Par respect mutuel chacune pour l’autre, elles se saluèrent cordialement avec un simple hochement de tête, ensuite la princesse rivale vint s’asseoir à côté de notre protagoniste féminine, jambes et bras croisés, une position ultra défensive à l’encontre de la Fée. Bien entendu, la haine que se portait les deux jeunes filles datait de bien avant l’organisation de l’élection de la nouvelle reine – mais préalablement, cela a joué puisqu’elle s’y prépare depuis leur naissance, et cela s’est renforcé avec l’annonce d’une élection prématurée. Toutefois, comme souvent, elle était née de rien. Pas d’un rien, mais vraiment de rien. Des affinités et des amitiés naissent sans qu’on sache pourquoi et de cela ressort des inimitiés pour des raisons puériles comme souvent : « parce qu’untel n’est pas l’ami d’untel donc je suis pas l’ami de cette personne », « cette personne s’est disputée avec celle-ci donc je peux plus être ami avec cette personne ou du moins ne plus lui parler »,… Que cela soit pour les petites ou grandes personnes, c’est toujours ainsi que cela se déroule et la maturité n’y changera rien, juste on dira que cela nous passe au-dessus et qu’on peut être ami avec quiconque sans savoir que c’est aussi une pensée puérile et qu’on se dirige nous-même vers l’ostracisme, car comme le dit l’adage : « l’ami de tout le monde n’est l’ami de personne ». C’est ainsi que des « clans » se formèrent qui, forcément avait quelques personnes qui pivotaient d’un clan à l’autre, servant de jointure, d’espions ou d’apostats puisque s’écartant du noyau central de leurs groupes respectifs… Mais comme dans beaucoup de cas, comme je l’ai dit avant, ces inimitiés naissent de rien et cela tout le monde l’oublie…

Cependant, contrairement à bon nombre de personnes s’arcboutant sur leurs aprioris d’alors, les deux jeunes futures reines l’ont découvert à leur insu puisque étant coincé dans ce couloir en attendant que la professeure Sepalani finisse de discuter avec cette autre fée. Elles découvrirent que chacune se haissait sur la base de rien. Bien sûr, Lavemmelia B’chiret avait ses aprioris concernant la Fée puisqu’elle n’avait pas d’elle et qu’instinctivement, à cause des dogmes, des traditions et histoires qu’on lui avait inculqué, elle rejetait son homologue aptère, mais à la différence de Mananélia qui détestait la Fée pour des raisons plus palpables, beaucoup plus tangibles, Lavemmelia n'en possédait aucune.
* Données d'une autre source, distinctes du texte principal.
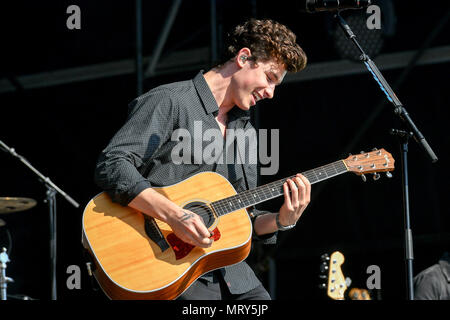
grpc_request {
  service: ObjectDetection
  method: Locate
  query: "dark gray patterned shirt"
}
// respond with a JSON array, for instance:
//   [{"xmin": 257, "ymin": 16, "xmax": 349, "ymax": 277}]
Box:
[{"xmin": 95, "ymin": 72, "xmax": 276, "ymax": 294}]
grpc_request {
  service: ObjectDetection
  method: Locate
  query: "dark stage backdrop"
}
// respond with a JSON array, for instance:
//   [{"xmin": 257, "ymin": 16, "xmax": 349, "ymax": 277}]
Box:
[{"xmin": 0, "ymin": 1, "xmax": 450, "ymax": 300}]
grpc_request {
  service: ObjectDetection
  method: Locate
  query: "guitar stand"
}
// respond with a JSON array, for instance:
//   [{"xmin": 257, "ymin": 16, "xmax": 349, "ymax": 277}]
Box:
[
  {"xmin": 334, "ymin": 11, "xmax": 438, "ymax": 300},
  {"xmin": 390, "ymin": 129, "xmax": 414, "ymax": 300}
]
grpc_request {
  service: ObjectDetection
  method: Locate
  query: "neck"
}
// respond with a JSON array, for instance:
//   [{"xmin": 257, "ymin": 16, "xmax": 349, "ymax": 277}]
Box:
[{"xmin": 204, "ymin": 66, "xmax": 234, "ymax": 115}]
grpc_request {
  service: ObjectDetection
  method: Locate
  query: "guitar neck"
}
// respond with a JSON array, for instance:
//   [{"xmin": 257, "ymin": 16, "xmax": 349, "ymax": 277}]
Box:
[{"xmin": 211, "ymin": 160, "xmax": 349, "ymax": 216}]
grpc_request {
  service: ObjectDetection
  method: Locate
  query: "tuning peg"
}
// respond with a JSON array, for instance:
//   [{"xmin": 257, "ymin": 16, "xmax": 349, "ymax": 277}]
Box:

Cette détestation de l’autre n’était la résultante de mésentente, de rumeurs, de platitudes… insignifiantes dans la vie de chacune. Et toutes les deux le découvrirent à leur grande incompréhension. Elles découvrirent chacune qu’elles avaient plus de choses en commun que de choses sur lesquels se diviser, elles étaient effectivement capables de s’entendre sur leurs goûts musicaux, culinaires, les histoires qu’elles avaient en commun, leur humour…
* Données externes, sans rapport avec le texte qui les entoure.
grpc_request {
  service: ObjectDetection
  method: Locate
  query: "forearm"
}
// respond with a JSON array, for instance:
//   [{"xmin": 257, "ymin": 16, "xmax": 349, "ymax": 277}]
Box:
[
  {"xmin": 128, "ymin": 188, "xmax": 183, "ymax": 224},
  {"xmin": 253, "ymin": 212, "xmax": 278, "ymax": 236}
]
Lavemmelia qui était, au départ, sur la défensive, finit par se relâcher et se rapprocher de la Fée qui, elle, s’était mise en retrait pour ne pas à avoir à se confronter à une nouvelle crise. Toutes les deux se rapprochèrent l’une de l’autre, tout sourire et parlant de plus en plus fort, s’apercevant qu’elles partageaient autant de qualités, de traits de personnalités et de hobbies. Ces discussions entre elles refit penser à la Fée qu’un jour le Héros avait été accosté par Lavemmelia qui avait tenté de sympathiser avec lui, mais contre toute attente, le Héros s’était aussi essayé à cette démarche puisque quelqu’un était venu l’accoster, cependant cela a tourné au vinaigre puisque le Héros avait fait une tentative d’humour qui avait été mal comprise par la fée qui s’était en allée en pestant.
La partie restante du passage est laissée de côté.